Review: Maria, Just Maria by Sandhya Mary
Translated by Jayshree Kalathil
Review by Vandana Nair
HarperCollins India, 244 pages, $29 paperback
The closest encounter I’ve had with a mad person was with Fajlu, a homeless man who lived on the street facing my grandfather’s home. He had no possessions. His clothes were worn and filthy; his hair and beard, unkempt. He sat leaning against the wall, mostly quiet, only looking alert when Lala, the tea vendor whose stall was on the same street, fed him biscuits and tea. As kids, we’d try to go near Fajlu but we'd squeal and scatter, terrified, when he frowned, squinted his eyes, stuck out his tongue, or brandished his stick like a sword to scare us away. Reading Sandhya Mary’s debut novel, Maria, Just Maria (2024) translated from the Malayalam by Jayshree Kalathil, conjured these childhood memories I’m not very proud of. Maybe he was not mad; maybe some foolish kids like me, who did not understand madness, drove him mad.

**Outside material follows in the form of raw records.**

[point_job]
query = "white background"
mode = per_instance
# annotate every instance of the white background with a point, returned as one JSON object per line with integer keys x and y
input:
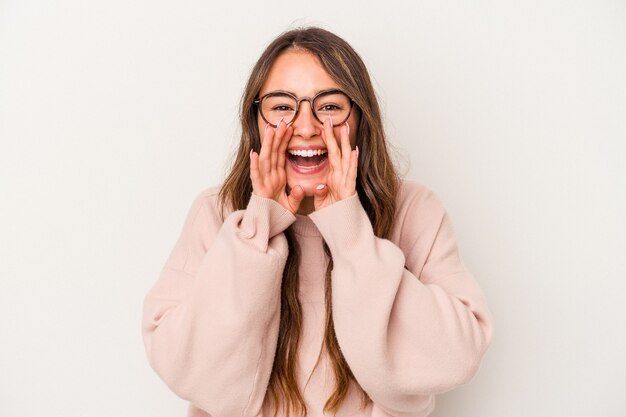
{"x": 115, "y": 114}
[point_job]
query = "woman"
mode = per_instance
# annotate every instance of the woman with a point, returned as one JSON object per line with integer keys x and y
{"x": 314, "y": 280}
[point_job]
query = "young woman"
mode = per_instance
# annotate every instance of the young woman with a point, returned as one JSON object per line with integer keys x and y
{"x": 314, "y": 281}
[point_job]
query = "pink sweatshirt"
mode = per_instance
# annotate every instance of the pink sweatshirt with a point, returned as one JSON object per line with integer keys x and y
{"x": 409, "y": 318}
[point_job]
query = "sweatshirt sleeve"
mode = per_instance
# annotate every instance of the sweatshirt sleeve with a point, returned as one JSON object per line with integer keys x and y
{"x": 411, "y": 322}
{"x": 210, "y": 322}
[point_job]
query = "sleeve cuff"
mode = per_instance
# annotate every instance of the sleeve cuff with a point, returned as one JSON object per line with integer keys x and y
{"x": 264, "y": 218}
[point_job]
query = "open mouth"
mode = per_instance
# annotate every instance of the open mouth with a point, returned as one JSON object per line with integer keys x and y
{"x": 307, "y": 158}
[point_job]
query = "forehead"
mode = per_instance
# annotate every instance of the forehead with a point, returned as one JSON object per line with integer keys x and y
{"x": 298, "y": 72}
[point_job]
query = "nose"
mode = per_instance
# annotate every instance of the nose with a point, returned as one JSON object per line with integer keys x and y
{"x": 305, "y": 123}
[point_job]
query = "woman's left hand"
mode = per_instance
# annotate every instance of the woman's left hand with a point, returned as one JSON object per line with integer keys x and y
{"x": 341, "y": 179}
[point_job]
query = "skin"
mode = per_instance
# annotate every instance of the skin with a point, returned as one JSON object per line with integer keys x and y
{"x": 301, "y": 73}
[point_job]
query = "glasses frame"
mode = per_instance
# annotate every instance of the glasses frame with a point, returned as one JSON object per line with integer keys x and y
{"x": 310, "y": 100}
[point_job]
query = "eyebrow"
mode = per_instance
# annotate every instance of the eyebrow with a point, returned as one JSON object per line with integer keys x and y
{"x": 295, "y": 95}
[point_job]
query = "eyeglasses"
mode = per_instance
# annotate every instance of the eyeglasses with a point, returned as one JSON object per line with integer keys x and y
{"x": 282, "y": 105}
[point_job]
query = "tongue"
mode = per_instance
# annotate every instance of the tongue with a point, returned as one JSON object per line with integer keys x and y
{"x": 303, "y": 161}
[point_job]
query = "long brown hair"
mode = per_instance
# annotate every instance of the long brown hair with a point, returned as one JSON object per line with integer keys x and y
{"x": 377, "y": 185}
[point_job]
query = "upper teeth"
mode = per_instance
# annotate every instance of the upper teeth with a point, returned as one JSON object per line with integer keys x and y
{"x": 307, "y": 152}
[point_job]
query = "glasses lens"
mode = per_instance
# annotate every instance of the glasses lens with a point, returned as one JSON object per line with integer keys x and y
{"x": 335, "y": 105}
{"x": 278, "y": 106}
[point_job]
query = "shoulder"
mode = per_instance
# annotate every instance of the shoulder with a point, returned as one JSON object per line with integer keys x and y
{"x": 205, "y": 210}
{"x": 414, "y": 197}
{"x": 419, "y": 215}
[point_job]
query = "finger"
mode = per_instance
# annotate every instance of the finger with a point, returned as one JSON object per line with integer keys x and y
{"x": 334, "y": 154}
{"x": 295, "y": 198}
{"x": 282, "y": 151}
{"x": 353, "y": 168}
{"x": 319, "y": 195}
{"x": 266, "y": 147}
{"x": 278, "y": 136}
{"x": 346, "y": 149}
{"x": 254, "y": 168}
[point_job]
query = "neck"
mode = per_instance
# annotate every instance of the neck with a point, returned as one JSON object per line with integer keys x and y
{"x": 306, "y": 206}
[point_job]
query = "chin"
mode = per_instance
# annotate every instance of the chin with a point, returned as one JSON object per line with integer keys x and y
{"x": 308, "y": 185}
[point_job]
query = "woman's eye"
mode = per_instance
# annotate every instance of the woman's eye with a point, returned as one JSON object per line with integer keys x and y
{"x": 282, "y": 108}
{"x": 329, "y": 107}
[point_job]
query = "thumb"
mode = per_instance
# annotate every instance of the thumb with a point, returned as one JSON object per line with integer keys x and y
{"x": 295, "y": 198}
{"x": 320, "y": 193}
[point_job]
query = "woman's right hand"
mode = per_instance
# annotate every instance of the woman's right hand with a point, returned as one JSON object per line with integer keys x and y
{"x": 267, "y": 168}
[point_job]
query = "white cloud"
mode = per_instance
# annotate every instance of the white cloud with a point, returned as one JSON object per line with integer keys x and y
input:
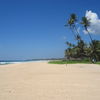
{"x": 94, "y": 27}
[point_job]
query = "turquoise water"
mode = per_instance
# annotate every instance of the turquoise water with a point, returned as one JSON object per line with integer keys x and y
{"x": 4, "y": 62}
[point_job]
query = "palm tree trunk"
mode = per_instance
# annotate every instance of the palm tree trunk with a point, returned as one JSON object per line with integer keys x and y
{"x": 89, "y": 35}
{"x": 73, "y": 32}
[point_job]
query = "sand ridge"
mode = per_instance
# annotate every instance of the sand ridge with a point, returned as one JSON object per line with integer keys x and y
{"x": 43, "y": 81}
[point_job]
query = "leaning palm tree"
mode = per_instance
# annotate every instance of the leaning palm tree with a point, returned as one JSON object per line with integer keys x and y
{"x": 71, "y": 23}
{"x": 86, "y": 23}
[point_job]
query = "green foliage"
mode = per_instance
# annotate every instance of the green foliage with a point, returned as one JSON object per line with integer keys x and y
{"x": 81, "y": 49}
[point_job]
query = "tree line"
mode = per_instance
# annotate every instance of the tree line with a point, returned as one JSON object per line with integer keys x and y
{"x": 81, "y": 50}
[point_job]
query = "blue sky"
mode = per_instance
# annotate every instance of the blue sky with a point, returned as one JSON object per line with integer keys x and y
{"x": 35, "y": 28}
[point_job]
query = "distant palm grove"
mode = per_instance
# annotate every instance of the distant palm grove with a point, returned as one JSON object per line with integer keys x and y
{"x": 81, "y": 50}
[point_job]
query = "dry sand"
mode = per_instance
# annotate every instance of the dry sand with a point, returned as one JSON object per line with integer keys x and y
{"x": 43, "y": 81}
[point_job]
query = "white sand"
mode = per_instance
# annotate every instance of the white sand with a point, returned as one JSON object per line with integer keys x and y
{"x": 42, "y": 81}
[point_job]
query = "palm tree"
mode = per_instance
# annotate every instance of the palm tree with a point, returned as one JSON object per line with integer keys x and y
{"x": 86, "y": 23}
{"x": 71, "y": 23}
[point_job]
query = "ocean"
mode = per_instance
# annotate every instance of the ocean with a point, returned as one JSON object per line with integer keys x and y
{"x": 4, "y": 62}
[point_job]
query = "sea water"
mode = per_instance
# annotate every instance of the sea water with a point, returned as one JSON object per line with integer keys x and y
{"x": 5, "y": 62}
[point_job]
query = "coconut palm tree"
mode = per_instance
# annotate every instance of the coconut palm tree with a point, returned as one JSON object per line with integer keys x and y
{"x": 86, "y": 23}
{"x": 71, "y": 23}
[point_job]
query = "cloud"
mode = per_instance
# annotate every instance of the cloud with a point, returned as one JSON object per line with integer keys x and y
{"x": 64, "y": 37}
{"x": 94, "y": 27}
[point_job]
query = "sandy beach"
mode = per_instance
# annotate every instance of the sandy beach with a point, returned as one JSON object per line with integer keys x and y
{"x": 43, "y": 81}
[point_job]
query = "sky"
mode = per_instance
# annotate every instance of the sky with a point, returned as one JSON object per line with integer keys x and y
{"x": 32, "y": 29}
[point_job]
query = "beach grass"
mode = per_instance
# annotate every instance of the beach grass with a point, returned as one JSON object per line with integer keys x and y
{"x": 71, "y": 62}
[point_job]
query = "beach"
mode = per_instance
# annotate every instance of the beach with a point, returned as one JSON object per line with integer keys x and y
{"x": 43, "y": 81}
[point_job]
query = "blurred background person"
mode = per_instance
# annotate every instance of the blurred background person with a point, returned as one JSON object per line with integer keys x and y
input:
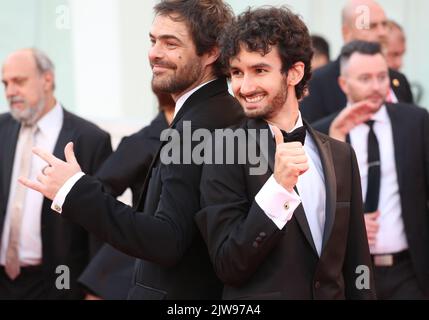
{"x": 392, "y": 148}
{"x": 109, "y": 274}
{"x": 396, "y": 46}
{"x": 34, "y": 242}
{"x": 321, "y": 50}
{"x": 361, "y": 20}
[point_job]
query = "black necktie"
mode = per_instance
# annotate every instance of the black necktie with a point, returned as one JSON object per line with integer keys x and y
{"x": 373, "y": 190}
{"x": 296, "y": 135}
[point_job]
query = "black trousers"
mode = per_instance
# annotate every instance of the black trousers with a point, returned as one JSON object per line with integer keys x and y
{"x": 397, "y": 282}
{"x": 29, "y": 285}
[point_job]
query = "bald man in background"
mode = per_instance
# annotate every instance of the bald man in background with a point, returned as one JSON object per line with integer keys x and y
{"x": 361, "y": 20}
{"x": 33, "y": 242}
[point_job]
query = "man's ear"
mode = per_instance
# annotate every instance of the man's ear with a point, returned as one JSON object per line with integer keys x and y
{"x": 296, "y": 73}
{"x": 49, "y": 79}
{"x": 212, "y": 55}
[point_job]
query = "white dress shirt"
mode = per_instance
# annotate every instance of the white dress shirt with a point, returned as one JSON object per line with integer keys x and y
{"x": 391, "y": 236}
{"x": 279, "y": 204}
{"x": 30, "y": 246}
{"x": 60, "y": 197}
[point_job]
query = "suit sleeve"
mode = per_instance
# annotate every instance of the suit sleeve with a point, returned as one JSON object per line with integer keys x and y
{"x": 162, "y": 236}
{"x": 426, "y": 151}
{"x": 230, "y": 223}
{"x": 312, "y": 106}
{"x": 357, "y": 251}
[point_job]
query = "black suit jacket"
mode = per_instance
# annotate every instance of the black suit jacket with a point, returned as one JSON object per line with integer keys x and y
{"x": 326, "y": 97}
{"x": 161, "y": 232}
{"x": 410, "y": 126}
{"x": 256, "y": 260}
{"x": 63, "y": 242}
{"x": 109, "y": 273}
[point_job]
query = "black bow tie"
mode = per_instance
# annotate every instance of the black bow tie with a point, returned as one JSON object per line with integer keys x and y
{"x": 296, "y": 135}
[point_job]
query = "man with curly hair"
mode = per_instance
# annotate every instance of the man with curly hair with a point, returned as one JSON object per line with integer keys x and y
{"x": 296, "y": 231}
{"x": 160, "y": 231}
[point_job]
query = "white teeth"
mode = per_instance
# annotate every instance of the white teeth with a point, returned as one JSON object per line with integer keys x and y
{"x": 254, "y": 99}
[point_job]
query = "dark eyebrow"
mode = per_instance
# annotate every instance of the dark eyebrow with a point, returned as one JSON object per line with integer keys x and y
{"x": 166, "y": 37}
{"x": 261, "y": 65}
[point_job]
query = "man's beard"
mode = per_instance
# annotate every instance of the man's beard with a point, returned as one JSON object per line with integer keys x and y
{"x": 181, "y": 79}
{"x": 28, "y": 115}
{"x": 272, "y": 108}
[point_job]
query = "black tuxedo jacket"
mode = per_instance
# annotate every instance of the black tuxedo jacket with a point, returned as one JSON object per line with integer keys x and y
{"x": 410, "y": 126}
{"x": 63, "y": 242}
{"x": 160, "y": 231}
{"x": 109, "y": 273}
{"x": 326, "y": 97}
{"x": 256, "y": 260}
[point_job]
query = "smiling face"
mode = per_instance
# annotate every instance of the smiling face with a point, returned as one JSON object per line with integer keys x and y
{"x": 258, "y": 83}
{"x": 366, "y": 77}
{"x": 175, "y": 65}
{"x": 26, "y": 88}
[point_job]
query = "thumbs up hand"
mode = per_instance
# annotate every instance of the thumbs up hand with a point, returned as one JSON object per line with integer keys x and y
{"x": 290, "y": 161}
{"x": 55, "y": 174}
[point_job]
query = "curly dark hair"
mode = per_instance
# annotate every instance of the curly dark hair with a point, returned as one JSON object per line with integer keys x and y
{"x": 260, "y": 29}
{"x": 205, "y": 19}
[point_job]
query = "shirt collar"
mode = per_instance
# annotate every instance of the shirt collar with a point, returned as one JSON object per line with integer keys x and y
{"x": 381, "y": 115}
{"x": 299, "y": 123}
{"x": 51, "y": 121}
{"x": 181, "y": 101}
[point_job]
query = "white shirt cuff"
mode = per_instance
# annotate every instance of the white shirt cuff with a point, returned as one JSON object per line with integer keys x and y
{"x": 277, "y": 203}
{"x": 60, "y": 197}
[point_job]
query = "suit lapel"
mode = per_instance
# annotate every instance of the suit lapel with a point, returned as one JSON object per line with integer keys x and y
{"x": 8, "y": 153}
{"x": 325, "y": 154}
{"x": 65, "y": 136}
{"x": 399, "y": 142}
{"x": 213, "y": 88}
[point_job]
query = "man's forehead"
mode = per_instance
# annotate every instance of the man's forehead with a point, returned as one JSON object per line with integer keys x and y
{"x": 169, "y": 25}
{"x": 364, "y": 63}
{"x": 20, "y": 60}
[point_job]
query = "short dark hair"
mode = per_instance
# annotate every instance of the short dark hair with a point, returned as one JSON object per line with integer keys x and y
{"x": 320, "y": 46}
{"x": 260, "y": 29}
{"x": 205, "y": 19}
{"x": 358, "y": 46}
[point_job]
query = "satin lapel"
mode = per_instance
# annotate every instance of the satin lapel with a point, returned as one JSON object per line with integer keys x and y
{"x": 325, "y": 153}
{"x": 65, "y": 136}
{"x": 399, "y": 142}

What drew me to Maria, Just Maria, is its unapologetic interest in madness—Maria’s scatterbrained, neglected-child madness, her grandfather, Geevarghese’s toddy-induced madness, Anna Valyamma’s dementia-induced madness, her dog Chandipatti’s philosophical madness, Mathiri Valyammachi’s prophesying madness, within the Syrian Christian community of Kerala where strict codes of gender, religion, and propriety carry their own derangements. It pits these atypical mental states against societal expectations, where they provoke fear, avoidance, or laughter—until that laughter turns uneasy, and the questions of who or what defines normalcy become unavoidable.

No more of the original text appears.